A pump controller is not a toy project once water, pressure, and unattended operation are involved. The goal is not just controlling a relay. The goal is to guarantee safe behavior when sensors fail, wiring degrades, or power quality drops.

1. Safety assumptions and hazard list

Start with hazards, not code:

  • Dry run can damage pump hardware
  • Stuck relay can overfill tanks
  • Sensor drift can cause silent bad decisions
  • Reboot during active cycle can leave outputs unsafe

For each hazard, define a mitigation in firmware and hardware. If one mitigation fails, the second one should still reduce risk.

2. Hardware safety architecture

I recommend this arrangement:

  • Pump relay defaults to OFF on MCU reset
  • Float switch wired as independent hardware interlock
  • Current sensor to detect pump running unexpectedly
  • Separate fuse for pump power branch
  • Physical emergency stop switch in series with relay output

The interlock path should not rely only on software logic.

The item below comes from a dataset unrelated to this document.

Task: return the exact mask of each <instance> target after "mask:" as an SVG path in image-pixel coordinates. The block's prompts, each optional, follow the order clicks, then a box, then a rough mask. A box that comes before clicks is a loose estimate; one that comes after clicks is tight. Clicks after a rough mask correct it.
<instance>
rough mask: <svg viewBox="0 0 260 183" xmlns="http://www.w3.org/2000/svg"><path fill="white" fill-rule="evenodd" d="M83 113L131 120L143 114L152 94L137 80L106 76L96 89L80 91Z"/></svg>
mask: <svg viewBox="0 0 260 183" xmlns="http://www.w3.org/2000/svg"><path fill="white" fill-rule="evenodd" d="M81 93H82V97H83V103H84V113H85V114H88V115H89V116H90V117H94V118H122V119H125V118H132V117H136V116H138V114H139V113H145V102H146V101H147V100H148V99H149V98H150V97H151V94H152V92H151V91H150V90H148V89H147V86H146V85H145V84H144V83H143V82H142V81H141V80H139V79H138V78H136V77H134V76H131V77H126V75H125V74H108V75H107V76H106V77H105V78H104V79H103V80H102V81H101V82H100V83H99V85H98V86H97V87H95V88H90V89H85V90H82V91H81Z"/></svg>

3. Explicit finite state machine

Use an explicit state machine to prevent contradictory behavior:

  • IDLE
  • PRIMING
  • PUMPING
  • COOLDOWN
  • FAULT_LATCHED

Each transition has entry and exit conditions. Example:

  • PUMPING -> FAULT_LATCHED when dry-run signal is active for 3 consecutive samples.
  • FAULT_LATCHED -> IDLE only after operator acknowledgement and sensor health check.

This structure is easier to audit than nested if blocks.

4. Timing and anti-chatter policy

Never switch pump state directly on single-threshold crossings. Add hysteresis and minimum run windows:

  • Minimum ON duration: protects relay contacts and motor startup
  • Minimum OFF duration: prevents rapid restart cycles
  • Sensor debounce windows: smooth mechanical switch noise

These values should be configurable through persistent settings with bounds validation.

5. Fault detection signals

A robust controller combines multiple signals:

  • Level sensor indicates demand
  • Current sensor confirms motor actually runs
  • Runtime watchdog checks max cycle duration
  • Optional pressure sensor verifies expected hydraulic response

If command says ON but current remains zero, classify as actuation fault. If current is high but level does not change, classify as possible blockage.

6. Recovery strategy

Use staged recovery, not immediate repeated retries:

  1. First fault: stop pump, wait cooldown, retry once
  2. Second fault in same window: lock into FAULT_LATCHED
  3. Require manual reset to continue

Manual reset is a feature, not an inconvenience, for systems with real physical risk.

7. Logging that helps postmortems

Log these event types with timestamps:

  • state transitions
  • command outputs
  • fault reasons
  • reset causes
  • operator acknowledgements

Postmortem quality depends on event logs. Without them, teams tend to blame hardware randomly.

8. Commissioning test protocol

Before production:

  • Simulate dry-run and overfill conditions
  • Force sensor disconnections during operation
  • Power cycle during each state
  • Validate safe startup after unexpected reset

If the controller passes these tests cleanly, confidence is earned, not assumed.

Final note

Fail-safe design is about predictable behavior under bad conditions. Arduino can be fully suitable for this class of project when state modeling, hardware interlocks, and fault latching are built in from the start.